I often blog about needing to choose what to watch on TV rather than just wasting hours away channel hopping. Without a tele at Uni I feel freed from this temptation but web browsing can be just as much of a mindnumbing waste of time. And then came along the great invention of BBC iPlayer.
I'm back home again now and the potential to plug myself into a virtual world of moving images is once again at my fingertips. But why would that be a bad thing?
I recently read a post on Phil Togwell's blog, which presented some thoughts on this. He'd been to visit some monks and while the thought of so much silence terrifies me, the monks explanation for his lifestyle really challenged me.

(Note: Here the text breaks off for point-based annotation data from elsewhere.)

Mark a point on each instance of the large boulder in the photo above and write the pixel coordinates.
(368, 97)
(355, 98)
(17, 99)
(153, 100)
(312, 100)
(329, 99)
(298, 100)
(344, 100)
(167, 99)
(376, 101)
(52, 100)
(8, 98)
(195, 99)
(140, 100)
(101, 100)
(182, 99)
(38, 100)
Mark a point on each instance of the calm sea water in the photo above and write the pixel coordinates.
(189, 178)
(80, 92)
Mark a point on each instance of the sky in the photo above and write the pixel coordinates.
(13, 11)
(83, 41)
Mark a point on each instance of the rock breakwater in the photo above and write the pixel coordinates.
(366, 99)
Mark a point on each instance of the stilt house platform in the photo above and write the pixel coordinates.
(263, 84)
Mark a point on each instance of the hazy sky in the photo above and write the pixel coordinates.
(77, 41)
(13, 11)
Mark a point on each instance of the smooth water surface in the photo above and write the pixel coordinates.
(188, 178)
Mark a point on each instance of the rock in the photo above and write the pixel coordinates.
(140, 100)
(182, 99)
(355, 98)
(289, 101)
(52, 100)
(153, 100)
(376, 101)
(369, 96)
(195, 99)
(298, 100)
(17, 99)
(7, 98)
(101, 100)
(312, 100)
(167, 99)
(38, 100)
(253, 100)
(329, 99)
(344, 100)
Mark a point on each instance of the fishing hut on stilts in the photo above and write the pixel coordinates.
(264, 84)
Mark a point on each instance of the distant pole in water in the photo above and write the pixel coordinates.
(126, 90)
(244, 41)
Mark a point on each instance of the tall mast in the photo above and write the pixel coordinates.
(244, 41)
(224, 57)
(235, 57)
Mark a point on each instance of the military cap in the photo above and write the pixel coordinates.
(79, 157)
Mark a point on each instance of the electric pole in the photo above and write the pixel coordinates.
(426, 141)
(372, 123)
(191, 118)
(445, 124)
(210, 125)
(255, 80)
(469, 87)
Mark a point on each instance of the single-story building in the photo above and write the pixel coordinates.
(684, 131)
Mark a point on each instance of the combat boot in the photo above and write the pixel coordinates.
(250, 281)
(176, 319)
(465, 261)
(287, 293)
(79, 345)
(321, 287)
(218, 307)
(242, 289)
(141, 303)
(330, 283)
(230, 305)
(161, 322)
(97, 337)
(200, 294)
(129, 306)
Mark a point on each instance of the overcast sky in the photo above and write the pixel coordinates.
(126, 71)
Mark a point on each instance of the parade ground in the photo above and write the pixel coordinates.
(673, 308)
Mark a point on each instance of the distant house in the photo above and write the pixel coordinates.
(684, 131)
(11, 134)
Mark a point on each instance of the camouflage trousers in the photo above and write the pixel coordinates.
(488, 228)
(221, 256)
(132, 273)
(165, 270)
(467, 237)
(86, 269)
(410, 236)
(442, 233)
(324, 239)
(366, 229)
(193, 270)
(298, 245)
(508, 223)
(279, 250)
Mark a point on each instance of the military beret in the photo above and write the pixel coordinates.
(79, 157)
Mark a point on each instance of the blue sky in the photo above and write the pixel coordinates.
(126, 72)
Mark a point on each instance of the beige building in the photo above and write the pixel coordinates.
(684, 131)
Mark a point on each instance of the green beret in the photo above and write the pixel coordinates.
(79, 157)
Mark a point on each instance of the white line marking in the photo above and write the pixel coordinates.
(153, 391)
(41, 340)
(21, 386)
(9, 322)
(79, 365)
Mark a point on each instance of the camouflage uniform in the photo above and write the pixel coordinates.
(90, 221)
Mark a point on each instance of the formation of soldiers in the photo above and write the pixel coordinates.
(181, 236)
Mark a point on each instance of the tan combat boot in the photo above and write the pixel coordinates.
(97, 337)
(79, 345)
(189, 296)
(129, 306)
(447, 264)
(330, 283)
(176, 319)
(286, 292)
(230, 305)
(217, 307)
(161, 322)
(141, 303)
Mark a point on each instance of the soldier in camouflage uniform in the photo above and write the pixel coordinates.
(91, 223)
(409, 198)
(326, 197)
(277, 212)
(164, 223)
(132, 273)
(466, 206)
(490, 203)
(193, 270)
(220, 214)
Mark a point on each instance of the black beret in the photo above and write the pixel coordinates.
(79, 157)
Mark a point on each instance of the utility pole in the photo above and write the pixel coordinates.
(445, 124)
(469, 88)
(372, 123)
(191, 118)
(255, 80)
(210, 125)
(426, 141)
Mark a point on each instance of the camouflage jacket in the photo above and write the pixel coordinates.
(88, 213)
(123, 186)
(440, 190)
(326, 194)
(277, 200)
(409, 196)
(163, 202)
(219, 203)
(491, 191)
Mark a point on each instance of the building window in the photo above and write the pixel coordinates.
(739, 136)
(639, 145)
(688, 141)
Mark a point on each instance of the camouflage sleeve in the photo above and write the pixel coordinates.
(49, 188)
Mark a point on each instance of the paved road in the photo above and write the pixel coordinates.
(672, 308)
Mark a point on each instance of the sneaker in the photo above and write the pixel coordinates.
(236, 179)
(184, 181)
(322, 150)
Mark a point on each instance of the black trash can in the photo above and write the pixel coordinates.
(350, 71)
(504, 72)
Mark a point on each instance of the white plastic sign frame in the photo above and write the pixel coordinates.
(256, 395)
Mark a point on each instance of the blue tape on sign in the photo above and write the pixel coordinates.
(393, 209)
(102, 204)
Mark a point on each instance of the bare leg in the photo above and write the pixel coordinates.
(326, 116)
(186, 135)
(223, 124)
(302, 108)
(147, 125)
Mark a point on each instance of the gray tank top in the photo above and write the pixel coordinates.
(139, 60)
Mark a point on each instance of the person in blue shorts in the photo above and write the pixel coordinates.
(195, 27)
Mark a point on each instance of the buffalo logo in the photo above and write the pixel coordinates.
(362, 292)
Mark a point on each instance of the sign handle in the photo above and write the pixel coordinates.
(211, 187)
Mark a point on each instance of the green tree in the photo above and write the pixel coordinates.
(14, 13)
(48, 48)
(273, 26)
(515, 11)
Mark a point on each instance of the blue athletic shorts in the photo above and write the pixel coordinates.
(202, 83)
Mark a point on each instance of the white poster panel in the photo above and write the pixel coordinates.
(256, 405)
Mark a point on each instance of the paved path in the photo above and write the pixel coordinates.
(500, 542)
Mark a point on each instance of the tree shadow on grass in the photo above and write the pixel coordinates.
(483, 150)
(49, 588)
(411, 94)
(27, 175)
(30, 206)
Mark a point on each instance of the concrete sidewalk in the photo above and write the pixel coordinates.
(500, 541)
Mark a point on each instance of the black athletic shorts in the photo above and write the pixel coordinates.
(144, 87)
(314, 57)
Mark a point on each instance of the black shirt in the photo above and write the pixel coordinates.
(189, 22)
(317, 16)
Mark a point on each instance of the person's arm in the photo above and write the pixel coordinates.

I've pinched the following paragraphs cos I thought it was so good:
The word obedience comes from Latin terms meaning 'to listen'. Obedience comes from listening... and it is this desire to listen (or to *learn* to listen, since so few of us are any good at listening) that shapes the monk's lives of silence.
The monks aren't entirely silent (as Brother Thierry was demonstrating by speaking with us), but silence is their default. Whereas noise is probably our default. We're surrounded by the noise of machines and vehicles and people and busyness all the time... and then we fill any remaining cracks with music on iPods, on the radio, with shallow chattering (Benedict warns against "unnecessary" conversation) and with the (mostly rubbish) TV as soon as we sit down in the evenings.
And why do we do it? "Because," said Brother Thierry, "we are afraid to be alone with ourselves." In silence we encounter ourselves, including the stuff that we'd rather keep hidden away... the head-noise, the loneliness, the pain, the guilt, the fear, the honest cries of our hearts. The real us.